Simply holding Bitcoin and Ether massively outperformed crypto hedge funds (along with the vast majority of non-crypto assets) in 2020.
BTC kicked off 2020 at just under $3,700 and reached almost $19,400 by the end of November, a 425% increase. ETH started the year at around $130 and reached $605 in the same time frame, resulting in a 360% return. BTC surged another 50% to $29,100 by the end of 2020, while ETH climbed 22% to $740.
Eurekahedge and Vision Hill Group indices tracking crypto hedge funds show returns for the portfolios—which spread investments across a number of cryptocurrencies—are lower than gains for ETH and BTC in 2020 through November (the latest date for which there’s data for all the indices).
Investors pay about 2% management fees and 20% performance fees for crypto hedge funds to manage their assets, according to PwC’s 2020 Crypto Hedge Fund report.

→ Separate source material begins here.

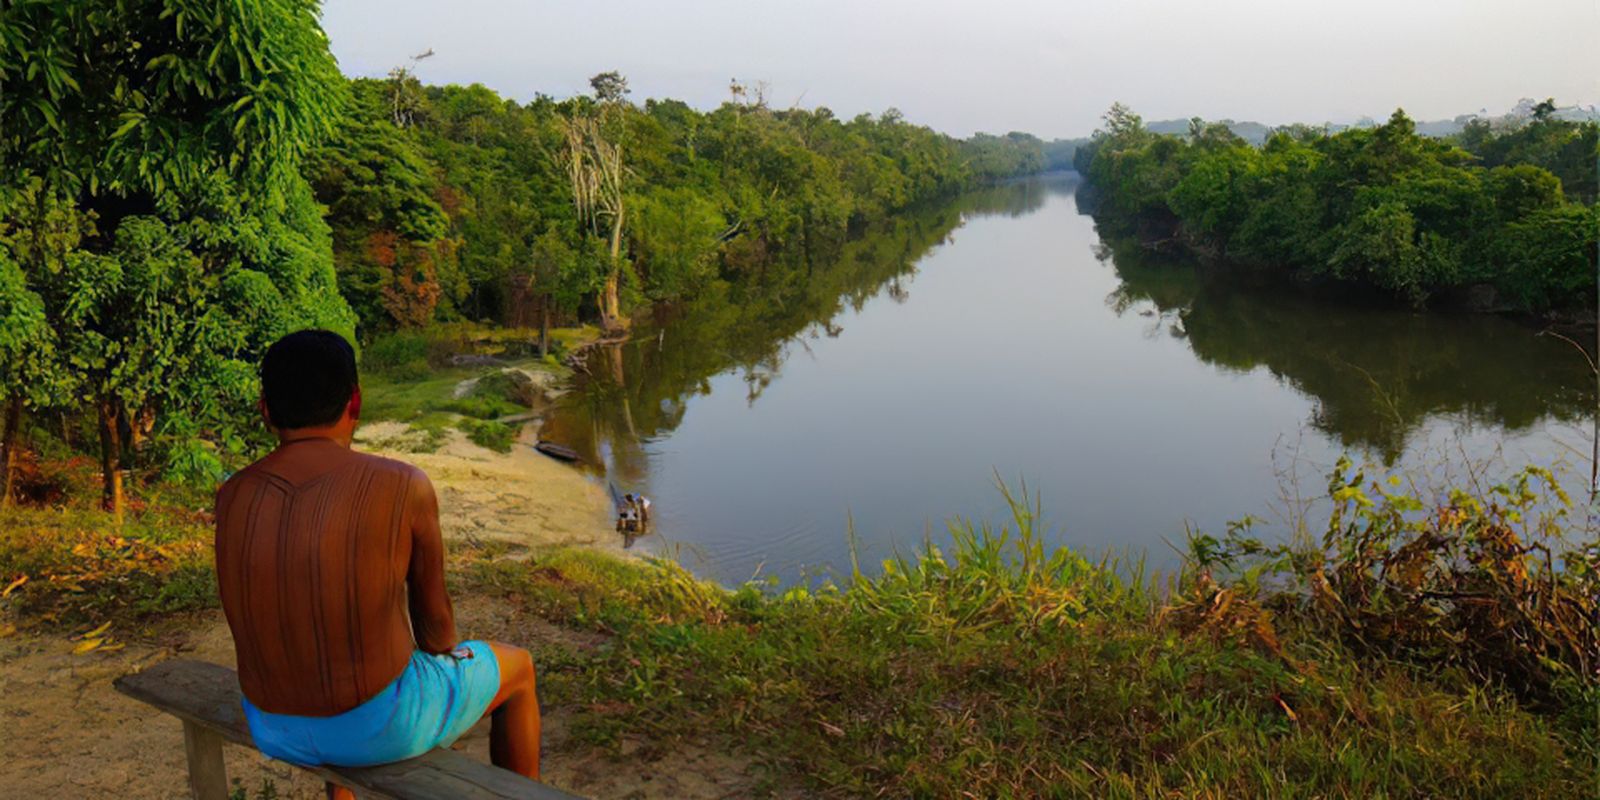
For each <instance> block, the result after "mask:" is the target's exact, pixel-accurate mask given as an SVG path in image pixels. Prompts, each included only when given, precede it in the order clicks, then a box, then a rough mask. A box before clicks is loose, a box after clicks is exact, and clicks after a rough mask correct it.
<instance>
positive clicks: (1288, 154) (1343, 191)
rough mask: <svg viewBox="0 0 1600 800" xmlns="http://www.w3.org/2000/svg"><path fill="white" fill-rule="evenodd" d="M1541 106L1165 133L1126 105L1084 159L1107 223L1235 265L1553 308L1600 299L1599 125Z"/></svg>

That’s not a good deal if managers aren’t beating the benchmark cryptocurrencies.
Eurekahedge’s Crypto-Currency Hedge Fund Index, which is equally weighted across 19 constituent funds that utilize a range of strategies including arbitrage, long/short equity, and event-driven opportunities, showed a 135% return through the end of November.
Vision Hill’s Crypto Hedge Fund indices include three categories— Fundamental Index, Quantitative Index, and Opportunistic Index—in addition to the Composite Index, which had a 170% return in that time.

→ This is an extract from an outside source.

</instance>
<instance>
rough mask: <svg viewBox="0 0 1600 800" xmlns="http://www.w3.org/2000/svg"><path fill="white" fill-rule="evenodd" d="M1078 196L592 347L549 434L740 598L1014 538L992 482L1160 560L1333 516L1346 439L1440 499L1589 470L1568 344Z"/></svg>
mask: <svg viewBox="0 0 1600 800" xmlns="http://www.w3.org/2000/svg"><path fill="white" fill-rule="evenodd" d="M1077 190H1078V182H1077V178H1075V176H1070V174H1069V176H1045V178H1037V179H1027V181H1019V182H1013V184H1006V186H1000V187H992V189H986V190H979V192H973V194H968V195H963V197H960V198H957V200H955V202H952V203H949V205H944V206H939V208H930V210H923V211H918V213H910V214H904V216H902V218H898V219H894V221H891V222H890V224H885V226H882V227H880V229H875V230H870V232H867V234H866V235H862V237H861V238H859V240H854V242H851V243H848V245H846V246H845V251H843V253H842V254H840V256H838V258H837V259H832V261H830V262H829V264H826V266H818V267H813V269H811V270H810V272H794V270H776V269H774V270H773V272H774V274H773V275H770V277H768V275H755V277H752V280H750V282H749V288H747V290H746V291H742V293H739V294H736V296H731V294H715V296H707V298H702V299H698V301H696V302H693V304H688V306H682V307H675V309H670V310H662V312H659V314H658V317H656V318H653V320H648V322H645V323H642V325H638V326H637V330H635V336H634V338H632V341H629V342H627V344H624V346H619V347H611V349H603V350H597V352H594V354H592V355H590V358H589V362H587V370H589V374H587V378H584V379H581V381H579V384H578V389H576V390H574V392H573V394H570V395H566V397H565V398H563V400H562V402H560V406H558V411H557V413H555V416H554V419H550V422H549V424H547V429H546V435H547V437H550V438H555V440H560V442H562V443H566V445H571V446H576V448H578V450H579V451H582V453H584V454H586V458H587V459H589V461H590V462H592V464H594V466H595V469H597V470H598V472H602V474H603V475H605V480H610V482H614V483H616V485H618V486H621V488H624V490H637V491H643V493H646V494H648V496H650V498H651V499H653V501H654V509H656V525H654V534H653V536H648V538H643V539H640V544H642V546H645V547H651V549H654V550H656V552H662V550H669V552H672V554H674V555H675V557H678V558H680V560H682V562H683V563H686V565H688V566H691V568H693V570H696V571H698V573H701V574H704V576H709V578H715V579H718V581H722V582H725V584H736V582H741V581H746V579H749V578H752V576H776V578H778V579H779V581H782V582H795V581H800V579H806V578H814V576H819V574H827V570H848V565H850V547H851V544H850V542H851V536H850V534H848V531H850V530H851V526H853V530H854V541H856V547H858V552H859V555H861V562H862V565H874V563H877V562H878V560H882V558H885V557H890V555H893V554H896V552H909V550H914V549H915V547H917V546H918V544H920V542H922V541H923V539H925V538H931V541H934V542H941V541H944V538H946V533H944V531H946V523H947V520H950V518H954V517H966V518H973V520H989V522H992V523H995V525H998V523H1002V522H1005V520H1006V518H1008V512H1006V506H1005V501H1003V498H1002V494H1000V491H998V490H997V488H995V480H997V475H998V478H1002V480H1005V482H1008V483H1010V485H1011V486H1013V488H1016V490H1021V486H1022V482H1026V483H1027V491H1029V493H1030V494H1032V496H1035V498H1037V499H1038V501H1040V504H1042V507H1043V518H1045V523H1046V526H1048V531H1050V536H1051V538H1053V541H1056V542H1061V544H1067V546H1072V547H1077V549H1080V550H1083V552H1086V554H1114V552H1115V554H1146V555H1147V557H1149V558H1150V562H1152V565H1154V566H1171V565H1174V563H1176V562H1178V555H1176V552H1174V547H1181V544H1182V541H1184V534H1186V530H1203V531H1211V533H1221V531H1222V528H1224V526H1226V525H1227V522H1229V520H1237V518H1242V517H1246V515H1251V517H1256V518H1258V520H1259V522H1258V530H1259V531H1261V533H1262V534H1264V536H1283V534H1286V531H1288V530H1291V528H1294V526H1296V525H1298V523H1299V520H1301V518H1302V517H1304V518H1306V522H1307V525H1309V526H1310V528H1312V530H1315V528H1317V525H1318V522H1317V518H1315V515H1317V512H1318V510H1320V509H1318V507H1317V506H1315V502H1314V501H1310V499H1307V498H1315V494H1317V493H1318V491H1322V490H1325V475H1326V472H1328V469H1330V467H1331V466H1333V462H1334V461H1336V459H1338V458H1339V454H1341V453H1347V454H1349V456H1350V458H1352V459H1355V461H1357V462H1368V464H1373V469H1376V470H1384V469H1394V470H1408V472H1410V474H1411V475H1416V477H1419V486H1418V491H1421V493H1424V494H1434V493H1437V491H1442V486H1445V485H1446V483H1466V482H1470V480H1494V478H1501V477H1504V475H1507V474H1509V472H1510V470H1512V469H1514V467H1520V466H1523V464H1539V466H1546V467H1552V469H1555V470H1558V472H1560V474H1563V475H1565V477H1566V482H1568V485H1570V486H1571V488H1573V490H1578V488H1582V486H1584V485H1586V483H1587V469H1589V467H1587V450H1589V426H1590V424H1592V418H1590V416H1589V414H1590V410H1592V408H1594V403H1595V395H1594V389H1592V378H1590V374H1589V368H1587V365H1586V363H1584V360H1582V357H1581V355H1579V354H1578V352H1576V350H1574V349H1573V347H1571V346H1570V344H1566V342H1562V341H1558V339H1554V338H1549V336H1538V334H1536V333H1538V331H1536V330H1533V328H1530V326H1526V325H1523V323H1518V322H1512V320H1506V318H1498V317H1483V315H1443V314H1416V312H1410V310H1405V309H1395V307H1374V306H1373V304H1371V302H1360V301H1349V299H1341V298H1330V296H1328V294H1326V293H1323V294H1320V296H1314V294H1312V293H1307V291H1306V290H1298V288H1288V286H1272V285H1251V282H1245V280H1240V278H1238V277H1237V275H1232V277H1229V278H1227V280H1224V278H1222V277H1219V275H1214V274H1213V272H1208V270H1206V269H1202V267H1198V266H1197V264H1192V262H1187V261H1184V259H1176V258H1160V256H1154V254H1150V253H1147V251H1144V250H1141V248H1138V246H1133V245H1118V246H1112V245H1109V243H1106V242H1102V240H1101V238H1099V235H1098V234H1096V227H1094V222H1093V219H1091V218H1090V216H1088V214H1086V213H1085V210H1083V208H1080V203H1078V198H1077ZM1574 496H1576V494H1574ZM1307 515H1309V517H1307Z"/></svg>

These gains are dwarfed in comparison to BTC and ETH. To put it into perspective, just holding BTC would have resulted in over three times the gains within the same period of time.
Best and Worst
Vision Hill’s Fundamental Index had the highest year-to-date return at 305%, achieved through a combination of “deep value research + tactical, catalyst, and event driven positioning” and “high conviction asset selection.” This is still less than the 2020 gains of just holding ETH.
The worst performing index, at 35.81%, comes from the Opportunistic Index which follows “credit and yield driven strategies with digital asset collateral” and “options, derivatives, and volatility strategies.” In other words, ETH performed over ten times better than Vision Hill’s Opportunistic Index.
To be sure, with the exception of their severely underperforming Opportunistic Index, the other three Vision Hill indices (Fundamental, Quantitative, and Composite) have all outperformed BTC and ETH when taking into account overall gains since the beginning of 2017.
This suggests that diversified strategies and portfolios might be more stable during massive market crashes like the one in 2018.
But when DeFi and crypto are booming, holding still seems to be the best strategy for long-term investors.